Lymond parecía absorto en la contemplación de sus delicados dedos.

—Parece que su marcha de Amboise se está retrasando debido al interés que el rey de Francia manifiesta por cierta persona de su séquito. Por otra parte, ya han llegado al Loira los primeros rumores sobre Stewart. La Regente se quedará hasta que se aclare todo el asunto. De hecho, tengo la impresión de que tiene otros problemas, además de ese. Vos y yo, Phelim, llegaremos a Francia con la vanguardia de una numerosa embajada de Inglaterra, encargada de investir a Su Graciosa Majestad el rey Enrique con la noble Orden de la Jarretera.

—¡Dios bendito! —exclamó O’LiamRoe, pillado por sorpresa.

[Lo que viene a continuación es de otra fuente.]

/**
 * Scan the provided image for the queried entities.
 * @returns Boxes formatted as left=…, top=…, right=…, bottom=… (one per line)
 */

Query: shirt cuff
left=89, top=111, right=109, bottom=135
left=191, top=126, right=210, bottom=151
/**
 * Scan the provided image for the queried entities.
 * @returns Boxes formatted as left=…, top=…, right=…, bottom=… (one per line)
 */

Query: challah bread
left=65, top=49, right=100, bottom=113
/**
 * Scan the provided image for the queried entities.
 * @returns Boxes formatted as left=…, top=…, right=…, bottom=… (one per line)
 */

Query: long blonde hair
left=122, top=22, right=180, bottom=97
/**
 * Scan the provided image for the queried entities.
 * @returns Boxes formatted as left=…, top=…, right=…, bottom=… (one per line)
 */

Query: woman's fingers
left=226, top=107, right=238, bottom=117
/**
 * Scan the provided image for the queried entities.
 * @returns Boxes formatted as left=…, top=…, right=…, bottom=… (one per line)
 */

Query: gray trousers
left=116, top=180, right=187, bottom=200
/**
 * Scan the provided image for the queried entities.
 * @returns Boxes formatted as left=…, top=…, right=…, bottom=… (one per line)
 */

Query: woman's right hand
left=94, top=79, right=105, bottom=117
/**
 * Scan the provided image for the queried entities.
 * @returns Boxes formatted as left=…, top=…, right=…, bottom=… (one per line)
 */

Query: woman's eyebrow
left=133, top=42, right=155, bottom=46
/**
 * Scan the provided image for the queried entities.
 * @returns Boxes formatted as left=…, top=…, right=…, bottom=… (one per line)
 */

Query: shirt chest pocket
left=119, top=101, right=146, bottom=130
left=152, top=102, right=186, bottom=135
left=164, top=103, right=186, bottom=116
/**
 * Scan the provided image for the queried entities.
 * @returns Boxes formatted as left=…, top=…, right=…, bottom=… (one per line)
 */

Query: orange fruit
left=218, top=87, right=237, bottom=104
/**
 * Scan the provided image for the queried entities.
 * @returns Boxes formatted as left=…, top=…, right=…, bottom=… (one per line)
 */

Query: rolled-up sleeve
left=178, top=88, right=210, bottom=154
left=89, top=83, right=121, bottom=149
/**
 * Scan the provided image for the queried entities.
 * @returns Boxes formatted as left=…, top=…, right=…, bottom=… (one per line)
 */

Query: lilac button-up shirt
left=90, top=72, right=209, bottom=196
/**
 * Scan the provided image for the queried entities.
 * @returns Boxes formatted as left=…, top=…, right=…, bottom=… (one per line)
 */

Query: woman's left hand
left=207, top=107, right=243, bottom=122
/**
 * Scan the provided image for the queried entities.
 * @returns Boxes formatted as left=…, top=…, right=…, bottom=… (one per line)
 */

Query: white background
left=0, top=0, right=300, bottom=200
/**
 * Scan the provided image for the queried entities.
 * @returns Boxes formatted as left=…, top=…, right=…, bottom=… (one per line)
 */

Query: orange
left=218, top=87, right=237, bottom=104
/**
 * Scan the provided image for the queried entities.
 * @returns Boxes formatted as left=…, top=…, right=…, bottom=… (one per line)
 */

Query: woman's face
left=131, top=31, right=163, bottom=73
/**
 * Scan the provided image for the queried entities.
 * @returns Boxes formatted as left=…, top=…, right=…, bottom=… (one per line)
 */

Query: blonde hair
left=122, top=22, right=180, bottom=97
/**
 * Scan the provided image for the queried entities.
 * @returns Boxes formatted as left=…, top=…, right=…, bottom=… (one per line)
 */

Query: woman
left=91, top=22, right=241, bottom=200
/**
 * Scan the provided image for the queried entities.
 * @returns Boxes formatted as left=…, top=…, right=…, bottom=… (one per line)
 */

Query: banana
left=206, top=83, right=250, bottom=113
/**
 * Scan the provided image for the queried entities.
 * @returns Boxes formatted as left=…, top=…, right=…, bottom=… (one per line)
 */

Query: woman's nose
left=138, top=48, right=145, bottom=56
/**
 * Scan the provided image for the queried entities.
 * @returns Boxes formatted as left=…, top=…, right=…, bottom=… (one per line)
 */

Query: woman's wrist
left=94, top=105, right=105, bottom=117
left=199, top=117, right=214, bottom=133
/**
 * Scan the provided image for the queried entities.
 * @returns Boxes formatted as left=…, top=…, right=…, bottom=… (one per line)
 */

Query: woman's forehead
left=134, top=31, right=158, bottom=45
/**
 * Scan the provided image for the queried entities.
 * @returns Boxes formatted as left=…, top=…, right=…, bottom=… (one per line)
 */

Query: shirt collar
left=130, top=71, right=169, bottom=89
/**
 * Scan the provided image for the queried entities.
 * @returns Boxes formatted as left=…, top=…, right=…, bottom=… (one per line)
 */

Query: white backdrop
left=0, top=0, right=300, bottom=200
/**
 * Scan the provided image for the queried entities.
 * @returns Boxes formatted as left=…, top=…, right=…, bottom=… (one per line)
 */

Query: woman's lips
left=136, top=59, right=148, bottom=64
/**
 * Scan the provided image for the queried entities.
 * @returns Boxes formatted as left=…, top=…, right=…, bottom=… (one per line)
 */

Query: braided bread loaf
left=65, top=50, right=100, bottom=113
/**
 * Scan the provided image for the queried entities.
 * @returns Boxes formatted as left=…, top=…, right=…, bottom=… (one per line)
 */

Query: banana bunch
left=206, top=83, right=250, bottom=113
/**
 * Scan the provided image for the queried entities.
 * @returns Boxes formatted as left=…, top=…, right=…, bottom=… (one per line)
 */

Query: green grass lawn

—En efecto. Nuestro querido marqués de Northhampton encabeza la comitiva. También forman parte del magnífico y numeroso séquito los condes de Lennox. Tienen previsto estar en Chateaubriand el diecinueve de junio. Pero antes de finalizar su estancia en Francia, tienen la intención de solicitar para su Rey la mano de María de Escocia. —Lymond se adelantó al boquiabierto O’LiamRoe y continuó—: Pero como la reina María está prometida con el Delfín de Francia y, de momento, ninguna de las facciones francesas en contra ha conseguido romper el compromiso, al rey de Francia, lamentándolo mucho, no le quedará más remedio que rechazar tan gentil propuesta. A cambio, ofrecerá al rey de Inglaterra desposar a su hija Isabelle. Es importante —dijo Lymond— conocer este tipo de detalles. El menor indicio de que el plan para asesinar a María contaba con el apoyo de Inglaterra daría al traste con tan hermosa propuesta de amistad entre Inglaterra y Francia. Podría incluso darse el caso de que Francia encontrara motivos más que suficientes para apoyar de nuevo el levantamiento de Irlanda. Tras lo cual Cormac obtendría sin duda sus cinco mil soldados y todas las bendiciones para expulsar a los ingleses de su país.

O’LiamRoe se sentó.

—Entre tanto —continuó Lymond, ignorándolo—, Robin Stewart ha confesado a Warwick lo que sabe de la conjura y este le ha dado a Chémault los nombres de los demás implicados. Uno de ellos es Lennox, hecho que el citado conde se obstina en negar. Estamos intentando dar con el otro. Yo llevo tiempo sospechando de quien se trata, pues los hechos apuntaban claramente en su dirección, pero necesito la confirmación de Stewart. Los nombres no están aún sobre el papel, pero una vez estemos en Francia… —Lymond hizo una pausa y dirigió su mirada hacia el techo—. Soy consciente de que lo último que Stewart desea es darle a Thady Boy Ballagh, o a quien quiera que esté asociado con él, la oportunidad de salir con éxito y cubierto de gloria de todo este asunto. Estoy convencido de que Stewart planea perpetrar en Francia una venganza de funestas consecuencias, posiblemente Lennox intentará disuadirle. Seguro —dijo Lymond con la risa asomándole a los ojos— que el muy bastardo de Stewart está haciendo apuestas sobre quién va a matar a quien. ¿Me equivoco?

O’LiamRoe se aclaró la garganta.

—Vais demasiado rápido para mí. Decís que Stewart dio dos nombres. Uno es Lennox, que lo niega. ¿Cuál es el otro?

Lymond se levantó y O’LiamRoe observó cómo se acercaba a él, moviéndose como un felino sobre aquel suelo pulido y brillante, las manos apretadas en sendos puños, la rubia cabeza ligeramente ladeada y una expresión grave en su hermoso rostro. No quedaba rastro alguno de la cojera y sus ojos, insondables, parecían contener todo un universo de malicia.

—Oh, vamos, Phelim —dijo—. Vos habéis hablado con Stewart. Si ha accedido a ir a Francia por vos, seguramente os habrá hecho depositario de alguno de sus preciados secretos.

El príncipe de Barrow se quedó en silencio. Lymond, para variar, había dado en el clavo. Sabía, en efecto, desde el día en que abandonara la Torre de Londres, que el hombre que estaba detrás de toda la conspiración no era otro que John Stewart, lord d’Aubigny, el propio capitán de Robin Stewart, el hombre con el que el arquero se había peleado y cuyos parientes ingleses, mucho más inteligentes, sutiles y acaudalados que él, habían iniciado, sin lugar a dudas, todo aquel infame asunto.